Abstract
INTRODUCTION Hemophagocytic lymphohistiocytosis (HLH) is a life-threatening hyperinflammatory state triggered by diverse conditions including malignancy, infection, and autoimmunity. HLH is fueled by interferon-γ (IFNγ) hyperactivity, resulting in its hallmark clinical and biochemical manifestations. CXCL9, a sensitive and specific peripheral blood surrogate of systemic IFNγ activity, is an emerging biomarker for diagnosing and monitoring HLH. Adult HLH patients (pts) with elevated CXCL9 levels may be candidates for IFNγ-targeted therapeutics.
METHODS This was a retrospective study of hospitalized adults with HLH treated with emapalumab (directly neutralizes IFNγ) or ruxolitinib (inhibitor of IFNγ downstream signaling) at Memorial Sloan Kettering Cancer Center or the National Institutes of Health between January 2022–May 2025. Recipients of CAR-T cells within 30-days were excluded. All pts met HLH-2004 criteria and/or had an HScore ≥168 on the day of initiating IFNγ-targeted therapy. Serum CXCL9 and soluble CD25 (sCD25) levels were quantified in CLIA-certified laboratories via Ella™ microfluidic platforms. Overall survival (OS) was calculated from the first dose of IFNγ-targeted therapy. Medians with interquartile ranges are reported.
RESULTS Seventy-seven pts were identified. Median age was 49 years (39–60); 42% were female and 69% were White, non-Hispanic. HLH triggers included malignancy (52%), infection (12%), transplant-associated (8%), rheumatologic (5%), and other (23%). Therapies included emapalumab (n=54), ruxolitinib (n=18), or both (n=5). Sixteen pts received therapy without any CXCL9 testing. All pts received prior corticosteroids and 39% received prior etoposide. ICU admission was required in 62%. Ferritin, sCD25, and CXCL9 levels were measured within 72-hours of IFNγ-targeted therapy in 100%, 84%, and 88% of pts, with median values of 12283 ng/mL (4302–30425), 15636 pg/mL (8795–22888), and 23858 pg/mL (10637–72148), respectively.
Median OS following IFNγ-targeted therapy was 37 days (9–180), with 30- and 60-day OS rates of 66% and 46%. Decision-tree analysis incorporating HScore, ferritin, sCD25, and CXCL9 identified a CXCL9 level ≥3500 pg/mL (n=54) as predictive of improved OS with emapalumab and/or ruxolitinib treatment (p=0.03), while all other variables were non-significant. Excluding those without CXCL9 testing, median OS was 79 days (26–180) in pts with high (≥3500) levels vs. 8 days (8–99) in pts with low (<3500) levels (HR 0.34, 95% CI: 0.13–0.90, p=0.01).

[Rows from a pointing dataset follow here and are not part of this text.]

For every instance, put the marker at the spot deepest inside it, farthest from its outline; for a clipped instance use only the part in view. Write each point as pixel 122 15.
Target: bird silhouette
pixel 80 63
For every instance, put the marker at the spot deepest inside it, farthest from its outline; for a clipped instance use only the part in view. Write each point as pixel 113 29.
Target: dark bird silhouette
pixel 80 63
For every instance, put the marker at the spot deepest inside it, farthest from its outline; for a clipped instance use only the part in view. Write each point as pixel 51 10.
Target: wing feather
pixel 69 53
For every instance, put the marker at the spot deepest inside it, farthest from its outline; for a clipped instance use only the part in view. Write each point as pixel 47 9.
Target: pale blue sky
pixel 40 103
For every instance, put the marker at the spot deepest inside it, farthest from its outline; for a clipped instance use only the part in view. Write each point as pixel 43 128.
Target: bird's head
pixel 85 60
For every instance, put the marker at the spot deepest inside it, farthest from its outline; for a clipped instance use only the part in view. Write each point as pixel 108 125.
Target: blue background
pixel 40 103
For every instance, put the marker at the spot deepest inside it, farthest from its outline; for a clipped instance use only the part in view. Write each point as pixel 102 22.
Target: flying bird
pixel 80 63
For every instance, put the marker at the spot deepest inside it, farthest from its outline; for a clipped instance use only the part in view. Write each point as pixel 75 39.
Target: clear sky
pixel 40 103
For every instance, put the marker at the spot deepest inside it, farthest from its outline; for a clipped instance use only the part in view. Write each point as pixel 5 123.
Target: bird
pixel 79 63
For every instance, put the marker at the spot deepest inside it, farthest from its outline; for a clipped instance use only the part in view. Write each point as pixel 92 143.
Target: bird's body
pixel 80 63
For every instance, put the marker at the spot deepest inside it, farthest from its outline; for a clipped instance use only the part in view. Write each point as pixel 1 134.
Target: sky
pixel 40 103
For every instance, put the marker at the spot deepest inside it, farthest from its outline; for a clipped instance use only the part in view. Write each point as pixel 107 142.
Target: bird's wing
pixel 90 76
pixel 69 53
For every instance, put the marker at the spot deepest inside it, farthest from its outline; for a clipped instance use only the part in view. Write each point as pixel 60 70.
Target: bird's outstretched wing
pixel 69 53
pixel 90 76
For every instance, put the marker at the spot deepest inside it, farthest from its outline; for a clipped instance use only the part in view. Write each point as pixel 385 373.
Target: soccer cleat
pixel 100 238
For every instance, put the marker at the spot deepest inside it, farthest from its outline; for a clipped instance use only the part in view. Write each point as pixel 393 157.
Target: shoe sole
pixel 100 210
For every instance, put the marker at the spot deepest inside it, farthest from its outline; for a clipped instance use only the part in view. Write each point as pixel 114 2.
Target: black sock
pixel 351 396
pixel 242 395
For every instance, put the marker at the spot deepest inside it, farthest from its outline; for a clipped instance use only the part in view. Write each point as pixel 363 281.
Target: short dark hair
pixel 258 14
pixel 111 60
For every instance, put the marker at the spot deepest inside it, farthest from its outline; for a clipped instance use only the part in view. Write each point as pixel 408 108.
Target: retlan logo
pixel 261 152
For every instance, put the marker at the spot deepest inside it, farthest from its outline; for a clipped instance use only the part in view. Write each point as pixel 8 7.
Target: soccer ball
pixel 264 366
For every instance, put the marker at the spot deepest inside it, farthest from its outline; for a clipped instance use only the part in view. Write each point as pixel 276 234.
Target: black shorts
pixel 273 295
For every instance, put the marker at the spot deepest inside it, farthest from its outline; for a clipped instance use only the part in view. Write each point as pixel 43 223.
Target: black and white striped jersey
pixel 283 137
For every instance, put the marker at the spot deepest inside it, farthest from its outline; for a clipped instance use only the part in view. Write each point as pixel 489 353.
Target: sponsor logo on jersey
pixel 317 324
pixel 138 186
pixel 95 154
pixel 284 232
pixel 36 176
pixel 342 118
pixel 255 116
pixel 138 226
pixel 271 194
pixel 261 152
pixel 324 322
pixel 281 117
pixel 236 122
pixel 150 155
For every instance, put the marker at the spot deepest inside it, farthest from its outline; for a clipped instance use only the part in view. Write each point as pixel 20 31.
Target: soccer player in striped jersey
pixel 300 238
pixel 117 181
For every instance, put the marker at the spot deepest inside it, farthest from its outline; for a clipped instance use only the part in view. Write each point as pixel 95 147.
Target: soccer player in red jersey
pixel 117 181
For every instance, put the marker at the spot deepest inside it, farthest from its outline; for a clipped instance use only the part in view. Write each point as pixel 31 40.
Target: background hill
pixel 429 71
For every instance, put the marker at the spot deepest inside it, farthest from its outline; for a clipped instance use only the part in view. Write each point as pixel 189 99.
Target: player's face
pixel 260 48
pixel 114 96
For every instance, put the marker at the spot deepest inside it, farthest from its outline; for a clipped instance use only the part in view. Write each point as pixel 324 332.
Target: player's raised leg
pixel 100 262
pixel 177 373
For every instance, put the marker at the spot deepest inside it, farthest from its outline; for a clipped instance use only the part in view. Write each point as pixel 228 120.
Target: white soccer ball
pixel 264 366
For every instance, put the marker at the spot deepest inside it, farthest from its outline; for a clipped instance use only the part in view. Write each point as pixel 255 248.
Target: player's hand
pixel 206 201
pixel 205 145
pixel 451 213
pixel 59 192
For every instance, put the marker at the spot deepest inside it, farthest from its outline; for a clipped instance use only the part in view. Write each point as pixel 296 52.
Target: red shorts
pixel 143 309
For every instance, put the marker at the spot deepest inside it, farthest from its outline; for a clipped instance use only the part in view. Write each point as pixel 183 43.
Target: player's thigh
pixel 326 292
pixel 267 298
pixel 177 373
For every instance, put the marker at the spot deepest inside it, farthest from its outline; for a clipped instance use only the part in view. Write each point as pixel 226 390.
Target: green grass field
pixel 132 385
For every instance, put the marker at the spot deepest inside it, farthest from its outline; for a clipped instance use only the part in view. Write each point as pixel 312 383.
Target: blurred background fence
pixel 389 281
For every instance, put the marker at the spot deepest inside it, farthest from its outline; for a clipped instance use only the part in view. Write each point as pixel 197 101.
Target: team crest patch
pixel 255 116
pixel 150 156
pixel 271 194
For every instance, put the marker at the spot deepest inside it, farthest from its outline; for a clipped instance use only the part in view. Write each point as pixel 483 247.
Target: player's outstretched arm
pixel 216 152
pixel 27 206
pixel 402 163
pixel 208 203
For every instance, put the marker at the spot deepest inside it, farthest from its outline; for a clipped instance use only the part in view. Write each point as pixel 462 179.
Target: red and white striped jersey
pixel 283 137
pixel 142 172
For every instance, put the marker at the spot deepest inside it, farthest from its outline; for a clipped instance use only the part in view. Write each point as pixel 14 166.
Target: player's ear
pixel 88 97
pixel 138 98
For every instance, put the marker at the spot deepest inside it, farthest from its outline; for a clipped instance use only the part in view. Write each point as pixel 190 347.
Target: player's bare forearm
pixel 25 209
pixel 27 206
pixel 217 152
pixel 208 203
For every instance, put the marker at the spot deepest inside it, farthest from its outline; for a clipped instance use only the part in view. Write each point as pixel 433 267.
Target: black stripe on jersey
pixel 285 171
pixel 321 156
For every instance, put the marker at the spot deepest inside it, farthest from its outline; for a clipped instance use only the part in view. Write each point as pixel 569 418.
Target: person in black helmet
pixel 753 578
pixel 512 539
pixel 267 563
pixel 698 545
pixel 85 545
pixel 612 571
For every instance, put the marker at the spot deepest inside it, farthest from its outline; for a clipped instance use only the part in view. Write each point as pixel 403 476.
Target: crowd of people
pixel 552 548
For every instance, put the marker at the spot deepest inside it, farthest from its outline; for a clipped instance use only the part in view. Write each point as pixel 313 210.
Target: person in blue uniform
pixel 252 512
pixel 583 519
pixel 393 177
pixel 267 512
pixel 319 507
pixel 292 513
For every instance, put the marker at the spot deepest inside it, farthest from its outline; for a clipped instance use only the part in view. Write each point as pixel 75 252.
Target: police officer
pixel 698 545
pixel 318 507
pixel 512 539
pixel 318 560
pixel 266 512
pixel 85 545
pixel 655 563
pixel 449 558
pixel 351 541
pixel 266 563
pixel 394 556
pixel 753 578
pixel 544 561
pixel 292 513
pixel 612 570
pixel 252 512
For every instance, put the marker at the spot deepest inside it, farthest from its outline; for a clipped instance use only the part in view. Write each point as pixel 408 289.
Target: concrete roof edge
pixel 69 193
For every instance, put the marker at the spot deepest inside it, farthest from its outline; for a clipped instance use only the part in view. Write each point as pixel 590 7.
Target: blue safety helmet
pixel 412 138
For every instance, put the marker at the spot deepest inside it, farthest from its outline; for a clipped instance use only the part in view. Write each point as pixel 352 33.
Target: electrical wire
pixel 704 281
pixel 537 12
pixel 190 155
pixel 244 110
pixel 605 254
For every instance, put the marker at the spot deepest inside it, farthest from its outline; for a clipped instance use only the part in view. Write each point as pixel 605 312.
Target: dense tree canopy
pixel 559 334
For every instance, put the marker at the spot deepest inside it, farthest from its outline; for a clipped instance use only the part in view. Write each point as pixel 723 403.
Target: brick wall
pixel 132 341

Pts with malignancy-associated HLH (mHLH) had worse 60-day OS (30%) compared to pts with HLH not triggered by malignancy (64%, p<0.001). Only three mHLH pts received ruxolitinib monotherapy. Therefore, a sensitivity analysis excluding ruxolitinib monotherapy pts was performed. Results were consistent, confirming improved 60-day OS in pts with high CXCL9 levels (57% vs. 16%; HR 0.23, 95% CI: 0.08–0.65, p<0.001). Multivariate Cox regression adjusting for demographics, HLH etiology, ICU admission, and etoposide exposure confirmed improved OS in pts with high CXCL9 levels.
Notably, the absence of assessing pre-treatment CXCL9 levels prior to initiating IFNγ-targeted therapy associated with markedly poor outcomes, with a median OS of 4 days (3–12) vs. 60 days (17–180) in pts with pre-treatment CXCL9 testing (p<0.001). Time from admission to initiation of IFNγ-targeted therapy was similar between pts with no CXCL9 testing (13 days), low CXCL9 (17 days), and high CXCL9 (10 days).
CONCLUSION Adult HLH patients with high CXCL9 levels—indicative of IFNγ-driven hyperinflammation—demonstrated improved OS with emapalumab and/or ruxolitinib compared to those with low CXCL9 levels or without CXCL9 testing. These findings support CXCL9 as a clinically relevant biomarker in adult HLH when considering IFNγ-targeted therapy.